Die Nähe zu unseren Hörern ist uns trotz der Tatsache, dass wir den meisten Leuten doch komplett unbekannt sind, allgemein sehr wichtig. Wir werden sicherlich auf ein paar Konzerten und Festivals dieses Jahr zugegen sein, und falls uns der ein oder andere (er)kennt – wir sind immer offen für ein Gespräch!

Werdet ihr außerdem in absehbarer Zeit Merchandising herausbringen? Ich denke da vor allem an Aufnäher.

Merch ist in Planung, dauert aber sicherlich noch ein Weilchen.

Zum Abschluss noch ein paar Kurzfragen mit kleinem Statement zu jeder Antwort, bitte. Metalcore oder Black Metal?

Metal.

Akustische oder elektrisch verstärkte Musik?

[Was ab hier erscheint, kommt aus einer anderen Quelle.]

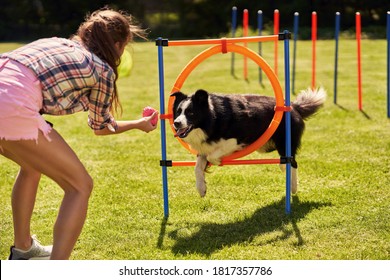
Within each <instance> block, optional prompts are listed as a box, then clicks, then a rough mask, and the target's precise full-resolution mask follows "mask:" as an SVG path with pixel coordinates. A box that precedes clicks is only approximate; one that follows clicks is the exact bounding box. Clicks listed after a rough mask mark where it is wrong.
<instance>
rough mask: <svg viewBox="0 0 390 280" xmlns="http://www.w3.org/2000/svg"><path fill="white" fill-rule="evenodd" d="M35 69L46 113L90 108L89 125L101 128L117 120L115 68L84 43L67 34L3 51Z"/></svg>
mask: <svg viewBox="0 0 390 280" xmlns="http://www.w3.org/2000/svg"><path fill="white" fill-rule="evenodd" d="M0 57H8V58H10V59H13V60H16V61H17V62H19V63H21V64H23V65H25V66H27V67H28V68H30V69H32V70H33V71H34V72H35V73H36V74H37V77H38V79H39V80H40V81H41V85H42V94H43V107H42V110H41V111H42V113H44V114H50V115H66V114H73V113H75V112H80V111H89V113H88V125H89V126H90V127H91V128H92V129H94V130H100V129H103V128H104V127H106V126H107V125H109V124H110V125H111V126H112V127H113V128H114V129H116V128H117V124H116V122H115V120H114V118H113V117H112V115H111V114H110V108H111V101H112V94H113V92H114V80H115V74H114V71H113V69H112V68H111V67H110V66H109V65H108V63H106V62H105V61H103V60H101V59H100V58H99V57H97V56H96V55H94V54H93V53H91V52H90V51H89V50H87V49H86V48H85V47H83V46H82V45H81V44H79V43H78V42H76V41H72V40H69V39H64V38H56V37H54V38H46V39H40V40H37V41H34V42H32V43H30V44H27V45H25V46H23V47H21V48H18V49H16V50H14V51H11V52H8V53H3V54H0Z"/></svg>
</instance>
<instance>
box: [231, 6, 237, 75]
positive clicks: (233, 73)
mask: <svg viewBox="0 0 390 280" xmlns="http://www.w3.org/2000/svg"><path fill="white" fill-rule="evenodd" d="M236 30H237V7H233V8H232V38H234V37H236ZM234 59H235V54H234V53H232V61H231V66H230V74H231V75H232V76H234Z"/></svg>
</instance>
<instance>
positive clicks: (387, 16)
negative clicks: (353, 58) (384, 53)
mask: <svg viewBox="0 0 390 280" xmlns="http://www.w3.org/2000/svg"><path fill="white" fill-rule="evenodd" d="M387 117H388V118H390V12H387Z"/></svg>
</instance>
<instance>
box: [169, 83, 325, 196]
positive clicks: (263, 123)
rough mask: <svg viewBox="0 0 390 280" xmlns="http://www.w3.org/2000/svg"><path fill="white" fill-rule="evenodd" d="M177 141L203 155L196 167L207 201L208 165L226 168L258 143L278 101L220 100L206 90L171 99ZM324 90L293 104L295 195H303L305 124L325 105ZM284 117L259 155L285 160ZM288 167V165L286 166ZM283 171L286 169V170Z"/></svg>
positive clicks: (324, 95)
mask: <svg viewBox="0 0 390 280" xmlns="http://www.w3.org/2000/svg"><path fill="white" fill-rule="evenodd" d="M172 96H174V97H175V101H174V104H173V119H174V122H173V126H174V129H175V131H176V134H175V137H180V138H181V139H182V140H183V141H184V142H186V143H188V145H190V146H191V148H192V149H194V150H196V151H197V152H198V155H197V161H196V165H195V176H196V188H197V190H198V192H199V194H200V196H201V197H203V196H205V195H206V189H207V186H206V180H205V171H206V169H207V167H208V163H211V164H213V165H219V164H221V159H222V158H223V157H225V156H228V155H230V154H232V153H234V152H236V151H239V150H242V149H243V148H245V147H246V146H248V145H250V144H251V143H253V142H255V141H256V140H257V139H258V138H259V137H260V136H261V135H262V134H263V133H264V131H265V130H266V129H267V128H268V126H269V124H270V123H271V120H272V118H273V116H274V113H275V105H276V101H275V98H274V97H270V96H261V95H255V94H225V95H224V94H215V93H208V92H207V91H205V90H203V89H199V90H197V91H196V92H195V93H194V94H192V95H186V94H184V93H182V92H180V91H179V92H175V93H173V94H172ZM325 99H326V92H325V90H324V89H323V88H318V89H311V88H308V89H307V90H303V91H301V92H300V93H299V94H298V96H297V98H296V100H295V101H294V102H292V103H291V107H292V110H291V156H292V161H291V166H292V176H291V190H292V193H296V192H297V190H298V182H297V181H298V178H297V168H298V164H297V162H296V160H295V156H296V153H297V151H298V149H299V147H300V145H301V138H302V134H303V131H304V128H305V123H304V120H306V119H307V118H309V117H310V116H312V115H314V114H315V113H316V112H317V111H318V110H319V109H320V108H321V107H322V106H323V104H324V102H325ZM284 118H285V117H284V116H283V119H282V121H281V123H280V124H279V126H278V128H277V129H276V131H275V133H274V134H273V135H272V136H271V138H270V139H269V140H268V142H267V143H265V144H264V145H263V146H262V147H260V148H259V149H258V152H265V153H268V152H272V151H274V150H276V151H277V152H278V153H279V155H280V156H285V154H286V151H285V150H286V137H285V121H284ZM283 166H284V165H283ZM283 166H282V165H281V168H283Z"/></svg>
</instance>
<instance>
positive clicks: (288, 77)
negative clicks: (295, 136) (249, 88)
mask: <svg viewBox="0 0 390 280" xmlns="http://www.w3.org/2000/svg"><path fill="white" fill-rule="evenodd" d="M284 36H285V38H284V75H285V79H284V80H285V90H286V92H285V95H284V96H285V101H284V105H285V107H286V108H289V107H290V51H289V50H290V43H289V32H288V31H287V30H285V31H284ZM285 117H286V118H285V122H286V159H287V162H286V206H285V211H286V214H290V213H291V159H292V157H291V112H290V111H289V110H287V111H286V112H285Z"/></svg>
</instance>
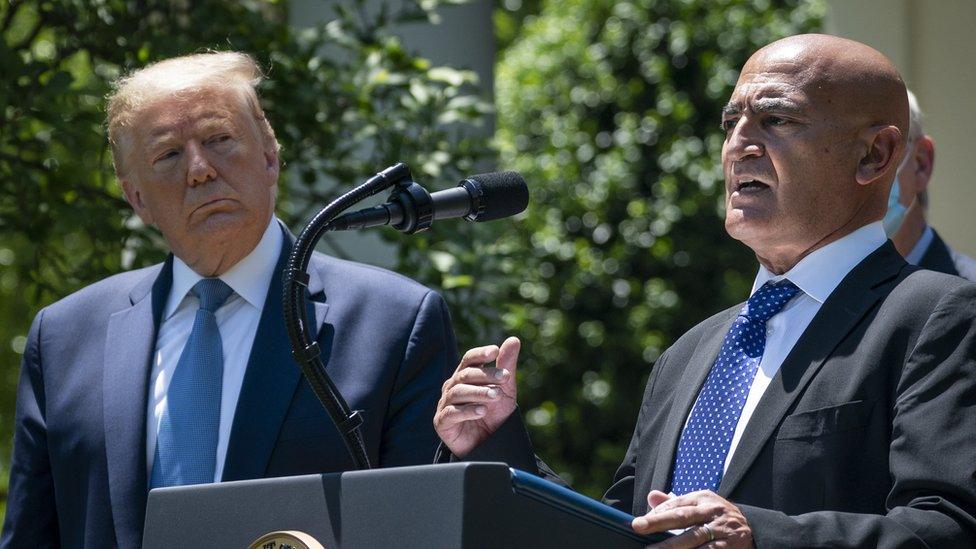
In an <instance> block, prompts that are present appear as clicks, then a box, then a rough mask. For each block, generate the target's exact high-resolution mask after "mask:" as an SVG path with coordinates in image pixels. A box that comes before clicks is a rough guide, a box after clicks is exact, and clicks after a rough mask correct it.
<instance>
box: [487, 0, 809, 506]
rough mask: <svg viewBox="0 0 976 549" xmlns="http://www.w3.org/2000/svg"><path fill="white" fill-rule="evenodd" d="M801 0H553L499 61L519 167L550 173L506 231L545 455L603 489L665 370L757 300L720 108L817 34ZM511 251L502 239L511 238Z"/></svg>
mask: <svg viewBox="0 0 976 549" xmlns="http://www.w3.org/2000/svg"><path fill="white" fill-rule="evenodd" d="M822 13H823V7H822V6H821V5H820V4H819V3H813V4H811V3H808V2H801V1H799V0H720V1H719V0H629V1H620V0H559V1H554V0H550V1H548V2H544V3H543V4H542V9H541V12H540V14H539V15H538V16H536V17H535V18H534V19H533V20H531V21H527V22H526V24H525V25H524V27H523V28H522V32H521V37H520V38H518V39H516V40H515V42H514V43H513V45H512V46H511V47H510V48H509V49H508V50H507V51H506V52H505V53H504V57H503V58H502V59H501V60H500V61H499V63H498V72H497V75H496V78H497V81H496V82H497V83H496V86H497V90H496V101H497V111H498V113H499V115H498V132H497V141H498V147H499V151H500V155H501V164H502V165H504V166H506V167H509V168H511V169H516V170H519V171H521V172H522V173H523V174H524V175H525V176H526V179H527V180H529V181H530V182H532V205H531V208H530V210H529V212H528V214H527V215H526V216H525V217H524V219H522V220H521V222H520V223H518V224H517V227H518V235H517V236H515V237H512V238H511V240H510V241H506V239H502V240H503V243H504V244H505V245H507V246H509V247H511V248H512V249H513V250H515V251H514V253H513V254H512V255H511V257H510V262H509V263H507V264H506V265H505V267H506V268H507V271H506V272H507V273H508V276H510V277H512V279H515V280H518V281H519V284H518V286H517V287H515V288H513V292H512V293H511V294H510V295H509V296H508V298H507V302H508V303H509V307H508V309H507V312H506V314H505V317H504V319H505V326H506V328H507V329H508V330H510V331H511V332H512V333H515V334H518V335H519V336H521V337H522V339H523V341H524V346H523V351H522V359H521V363H520V369H521V370H520V380H519V381H520V390H521V393H520V395H519V397H520V398H519V401H520V406H521V407H522V410H523V413H524V414H525V416H526V418H527V420H528V422H529V425H530V428H531V431H532V436H533V440H534V441H535V443H536V449H537V450H538V451H539V453H540V454H541V455H542V456H544V457H545V458H546V459H547V460H549V462H550V464H551V465H553V466H554V467H555V468H556V470H557V471H559V472H560V473H562V474H564V475H566V477H568V479H571V480H572V481H573V482H574V485H575V487H576V488H577V489H581V490H583V491H585V492H587V493H588V494H590V495H593V496H599V495H600V494H601V493H602V490H603V489H605V488H606V487H607V486H608V481H609V479H610V478H611V476H612V473H613V471H614V470H615V468H616V467H617V465H619V463H620V460H621V458H622V457H623V453H624V451H625V449H626V446H627V444H628V443H629V441H630V435H631V433H632V430H633V427H634V421H635V419H636V417H637V412H638V410H639V408H640V402H641V395H642V391H643V388H644V384H645V382H646V379H647V376H648V374H649V372H650V368H651V365H652V364H653V362H654V361H655V360H656V359H657V358H658V356H660V354H661V353H662V352H663V351H664V349H665V348H666V347H667V346H668V345H669V344H670V343H671V342H673V341H674V340H675V339H677V337H678V336H680V335H681V334H682V333H683V332H684V331H686V330H687V329H688V328H690V327H691V326H693V325H694V324H696V323H698V322H699V321H701V320H704V319H705V318H707V317H708V316H710V315H711V314H713V313H715V312H717V311H718V310H721V309H722V308H724V307H727V306H729V305H731V304H733V303H735V302H737V301H741V300H742V299H743V298H744V296H746V295H747V293H748V289H749V286H750V284H751V279H752V276H753V275H754V272H755V271H754V269H755V259H754V257H753V256H752V255H751V253H750V252H749V250H748V249H746V248H745V247H744V246H741V245H740V244H738V243H736V242H734V241H733V240H731V239H730V238H729V237H728V236H727V235H726V234H725V231H724V229H723V222H722V219H723V213H722V210H723V205H722V204H723V203H722V198H723V193H724V182H723V175H722V170H721V163H720V160H719V159H720V154H721V147H722V141H723V135H722V133H721V132H720V131H719V119H720V110H721V107H722V105H723V104H724V103H725V101H726V100H727V99H728V97H729V95H730V93H731V91H732V88H733V86H734V84H735V80H736V78H737V75H738V73H737V71H738V69H739V68H740V67H741V66H742V64H743V63H744V62H745V60H746V59H747V57H748V56H749V55H750V54H751V53H752V52H754V51H755V50H756V49H758V47H760V46H762V45H764V44H766V43H768V42H771V41H773V40H774V39H776V38H779V37H782V36H786V35H790V34H795V33H799V32H804V31H809V30H811V29H814V28H816V27H817V25H818V24H819V21H820V17H821V16H822ZM500 245H501V244H500Z"/></svg>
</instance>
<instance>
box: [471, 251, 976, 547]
mask: <svg viewBox="0 0 976 549" xmlns="http://www.w3.org/2000/svg"><path fill="white" fill-rule="evenodd" d="M740 309H741V305H737V306H735V307H732V308H730V309H728V310H726V311H723V312H721V313H719V314H717V315H715V316H713V317H711V318H709V319H708V320H706V321H704V322H702V323H701V324H699V325H698V326H696V327H694V328H692V329H691V330H690V331H689V332H688V333H686V334H685V335H683V336H682V337H681V338H680V339H679V340H678V341H677V342H675V344H674V345H673V346H671V348H669V349H668V350H667V351H666V352H665V353H664V354H663V355H662V356H661V358H660V360H658V362H657V364H656V365H655V367H654V370H653V372H652V373H651V376H650V379H649V380H648V383H647V388H646V390H645V393H644V401H643V404H642V405H641V410H640V414H639V416H638V420H637V427H636V428H635V430H634V435H633V439H632V440H631V443H630V447H629V449H628V451H627V454H626V457H625V459H624V461H623V463H622V465H621V466H620V468H619V470H618V471H617V473H616V475H615V477H614V484H613V485H612V486H611V487H610V489H609V490H608V491H607V493H606V495H605V501H606V502H607V503H608V504H610V505H613V506H615V507H617V508H619V509H622V510H624V511H628V512H631V513H633V514H635V515H642V514H644V513H646V512H647V510H648V509H647V502H646V496H647V494H648V492H650V491H651V490H652V489H657V490H663V491H665V492H666V491H668V489H669V484H670V477H671V474H672V466H673V463H674V455H675V450H676V448H677V444H678V438H679V436H680V434H681V430H682V427H683V425H684V421H685V418H686V417H687V416H688V414H689V413H690V411H691V407H692V405H693V404H694V402H695V399H696V397H697V395H698V392H699V390H700V389H701V386H702V385H703V383H704V381H705V377H706V376H707V374H708V371H709V370H710V369H711V367H712V364H713V363H714V362H715V358H716V356H717V355H718V352H719V349H720V348H721V345H722V340H723V338H724V336H725V334H726V332H727V331H728V329H729V327H730V326H731V323H732V321H733V320H734V319H735V317H736V315H737V314H738V311H739V310H740ZM974 317H976V285H973V284H970V283H967V282H965V281H964V280H962V279H960V278H957V277H953V276H948V275H944V274H941V273H934V272H931V271H924V270H918V269H916V268H915V267H911V266H909V265H908V264H907V263H905V261H904V260H903V259H902V258H901V256H899V255H898V253H897V252H896V251H895V249H894V246H892V245H891V243H890V242H889V243H887V244H885V245H884V246H882V247H881V248H879V249H878V250H877V251H875V252H874V253H872V254H871V255H870V256H869V257H868V258H866V259H865V260H864V261H863V262H862V263H861V264H860V265H858V266H857V267H856V268H855V269H854V270H853V271H852V272H851V273H850V274H849V275H848V276H847V277H846V278H845V279H844V280H843V281H842V282H841V284H840V285H839V286H838V287H837V289H836V290H835V291H834V292H833V293H832V294H831V295H830V297H829V298H828V299H827V301H826V302H825V303H824V304H823V306H822V307H821V309H820V311H819V312H818V313H817V315H816V317H815V318H814V319H813V321H812V322H811V324H810V326H809V327H808V328H807V329H806V331H805V332H804V333H803V335H802V336H801V337H800V339H799V341H797V343H796V345H795V347H794V348H793V350H792V351H791V352H790V354H789V356H788V357H787V358H786V359H785V361H784V362H783V365H782V367H781V368H780V370H779V372H778V373H777V374H776V376H775V377H774V378H773V380H772V382H771V383H770V385H769V387H768V389H767V390H766V393H765V394H764V395H763V397H762V399H761V401H760V403H759V405H758V407H757V408H756V410H755V412H754V413H753V415H752V418H751V420H750V422H749V424H748V426H747V427H746V430H745V432H744V433H743V436H742V439H741V441H740V443H739V445H738V447H737V449H736V452H735V454H734V455H733V457H732V460H731V462H730V464H729V468H728V471H727V472H726V474H725V476H724V478H723V479H722V482H721V485H720V486H719V489H718V493H719V495H721V496H723V497H725V498H727V499H729V500H730V501H732V502H733V503H735V504H736V505H738V506H739V508H740V509H741V510H742V511H743V513H744V514H745V516H746V518H747V520H748V521H749V524H750V525H751V527H752V529H753V534H754V537H755V542H756V546H757V547H760V548H761V547H809V546H813V547H841V546H854V547H908V546H915V547H925V546H928V547H939V548H942V547H973V546H974V545H976V518H974V517H976V321H974ZM469 458H470V459H478V460H491V459H495V460H498V459H499V458H503V459H505V460H508V461H510V463H512V464H513V465H515V466H518V467H522V468H528V469H529V470H536V465H541V467H540V469H539V471H540V472H541V473H542V474H544V475H547V476H548V475H549V474H551V473H550V472H549V471H548V470H547V468H545V467H544V465H542V464H537V463H535V462H534V460H533V456H532V455H531V449H530V447H529V445H528V438H527V436H526V435H525V434H524V427H522V426H521V425H520V424H519V420H518V418H517V416H516V415H514V414H513V418H510V421H508V422H507V423H506V424H505V425H504V426H503V428H502V429H500V430H499V431H498V432H497V433H495V436H494V437H493V438H491V439H489V441H486V443H485V444H483V445H482V446H479V448H478V449H477V450H476V451H475V452H473V453H472V455H471V456H469Z"/></svg>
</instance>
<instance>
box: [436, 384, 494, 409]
mask: <svg viewBox="0 0 976 549" xmlns="http://www.w3.org/2000/svg"><path fill="white" fill-rule="evenodd" d="M501 396H502V391H501V389H500V388H499V387H497V386H488V387H485V386H482V385H455V386H454V387H451V388H450V389H449V390H448V391H447V392H446V393H445V394H444V405H445V406H449V405H455V406H457V405H460V404H472V403H486V402H492V401H495V400H498V399H499V398H500V397H501Z"/></svg>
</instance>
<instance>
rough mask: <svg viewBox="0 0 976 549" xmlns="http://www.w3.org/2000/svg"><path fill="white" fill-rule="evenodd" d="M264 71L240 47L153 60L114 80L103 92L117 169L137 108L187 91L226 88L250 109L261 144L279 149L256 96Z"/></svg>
mask: <svg viewBox="0 0 976 549" xmlns="http://www.w3.org/2000/svg"><path fill="white" fill-rule="evenodd" d="M263 78H264V75H263V74H262V72H261V69H260V68H259V67H258V64H257V63H256V62H255V61H254V59H253V58H251V56H249V55H247V54H244V53H239V52H208V53H198V54H193V55H185V56H182V57H174V58H172V59H166V60H164V61H159V62H157V63H153V64H151V65H149V66H147V67H144V68H142V69H139V70H137V71H135V72H133V73H131V74H129V75H127V76H123V77H120V78H119V79H117V80H116V81H115V82H114V83H113V91H112V93H111V94H109V96H108V107H107V109H106V110H107V111H108V141H109V144H110V145H111V146H112V160H113V162H114V163H115V171H116V173H119V174H122V173H124V171H123V161H124V159H125V158H126V157H127V156H128V154H129V153H130V152H131V147H132V136H131V132H132V128H133V127H134V125H135V120H136V118H137V116H138V114H139V112H140V111H141V110H142V109H144V108H145V107H147V106H148V105H150V104H152V103H153V102H155V101H157V100H159V99H161V98H163V97H167V96H172V95H173V94H176V93H180V92H185V91H188V90H199V89H206V88H215V89H229V90H232V91H235V92H236V93H237V95H238V96H239V97H240V99H241V105H242V107H243V108H244V110H245V111H247V112H249V113H250V114H251V117H252V119H253V121H254V123H255V126H256V129H257V131H258V133H259V135H261V136H262V137H263V138H264V140H265V144H266V145H271V146H273V147H274V148H275V150H278V149H279V148H280V146H279V145H278V141H277V139H276V138H275V134H274V130H273V129H272V128H271V124H270V123H269V122H268V119H267V117H265V115H264V110H263V109H262V108H261V104H260V102H259V101H258V95H257V91H256V88H257V86H258V84H259V83H260V82H261V80H262V79H263Z"/></svg>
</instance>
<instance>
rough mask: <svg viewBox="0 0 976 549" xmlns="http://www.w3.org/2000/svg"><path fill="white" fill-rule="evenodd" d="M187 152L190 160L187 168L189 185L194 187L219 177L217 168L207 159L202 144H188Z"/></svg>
mask: <svg viewBox="0 0 976 549" xmlns="http://www.w3.org/2000/svg"><path fill="white" fill-rule="evenodd" d="M186 153H187V159H188V162H189V164H188V166H187V170H186V172H187V173H186V179H187V181H186V183H187V185H189V186H191V187H194V186H196V185H199V184H201V183H206V182H207V181H213V180H214V179H216V178H217V170H216V169H215V168H214V167H213V164H211V163H210V161H209V160H208V159H207V155H206V152H205V151H204V148H203V147H202V146H201V145H200V144H198V143H190V144H188V145H187V147H186Z"/></svg>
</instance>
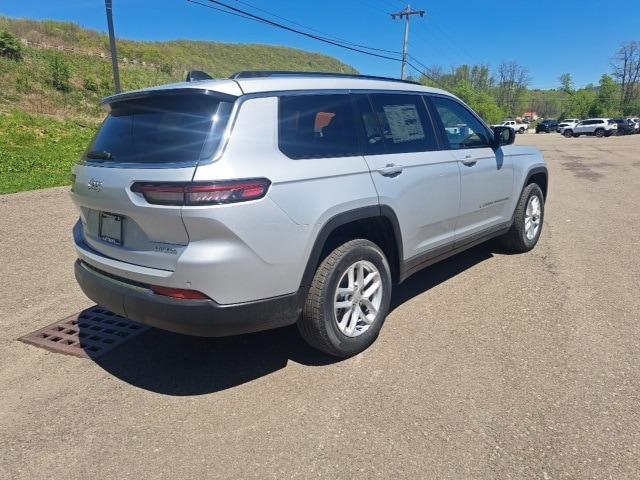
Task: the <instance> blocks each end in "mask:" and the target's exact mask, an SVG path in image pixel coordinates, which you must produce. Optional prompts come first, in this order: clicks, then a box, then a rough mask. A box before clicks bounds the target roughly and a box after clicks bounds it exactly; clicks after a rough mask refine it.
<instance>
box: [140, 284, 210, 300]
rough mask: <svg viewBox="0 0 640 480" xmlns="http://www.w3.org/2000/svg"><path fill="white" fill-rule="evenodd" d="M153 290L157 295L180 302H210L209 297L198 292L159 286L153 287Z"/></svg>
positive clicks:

Dynamik ist das Stichwort, daher beides.

Farbenfroher Sommer oder düsterer Winter?

Sommer.

Musikdownload oder physischer Tonträger?

Zum Kennenlernen der Download, zum Lieben der Tonträger.

CD oder LP?

Erstes fürs Auto, zweites für daheim.

Das war es auch schon von mir! Vielen Dank für die Beantwortung aller Fragen und euch weiterhin viel Glück mit eurer Scheibe und auf eurem weiteren Werdegang! Die letzten Worte gehören euch.

Ein großes Dankeschön an dich, dass du dir die Zeit für die Fragen und die Unterstützung genommen hast, sowie bei allen Hörern, die unser Album heruntergeladen oder gekauft haben!